LB: Il rancore peraltro è uno dei carburanti dell’individualismo.
PB: Non possiamo privatizzarci. Esistiamo perché esistono gli altri, ed è con loro che troviamo il senso della nostra vita. Mi aveva colpito qualche anno fa un libro di Gustavo Zagrebelsky, nel quale diceva che oggi all’intensità delle nostre vite dobbiamo rispondere con il buio, il silenzio e la solitudine. Ed è lì, nella solitudine, che puoi fare l’incontro con la mano amica. Rivolgendosi a te non annulla la tua individualità ma la affianca. Chiamatelo deus o natura, come volete, ma l’esperienza fondamentale per la persona è un’esperienza mistica.
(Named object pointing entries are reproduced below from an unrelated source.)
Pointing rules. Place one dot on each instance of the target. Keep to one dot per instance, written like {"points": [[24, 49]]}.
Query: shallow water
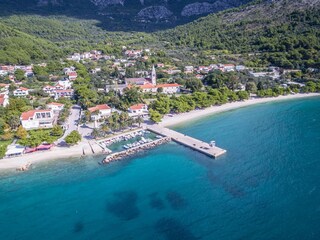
{"points": [[267, 186]]}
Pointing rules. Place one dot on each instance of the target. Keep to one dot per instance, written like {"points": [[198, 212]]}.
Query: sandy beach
{"points": [[192, 115], [77, 151]]}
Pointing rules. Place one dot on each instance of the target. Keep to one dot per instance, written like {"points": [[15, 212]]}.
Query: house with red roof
{"points": [[72, 75], [167, 88], [138, 109], [21, 92], [4, 100], [49, 90], [100, 111], [67, 93], [35, 119]]}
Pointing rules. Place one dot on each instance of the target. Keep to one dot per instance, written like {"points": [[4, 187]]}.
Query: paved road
{"points": [[72, 122]]}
Un’interiorità che non si chiude in sé stessa ma trova un’apertura, una forza che apre e sostiene, dando delle motivazioni forti.
LB: Qui al Centro culturale San Bartolomeo voi rispondete a tutto questo con una densa attività culturale e spirituale, aperta anche ai non credenti.
È il tentativo di una proposta positiva. Anche collaborando con vari gruppi della città, vogliamo offrire un luogo dove ci possa essere un confronto di idee, possibilmente propositive. Non siamo in contrapposizione con nessuno. Cerchiamo di costruire delle proposte che possano suscitare il desiderio di capire, la disponibilità a riflettere, che è faticoso. In fondo siamo un “convento”, cioè un luogo dove si può convenire, tutti, per dare il proprio apporto.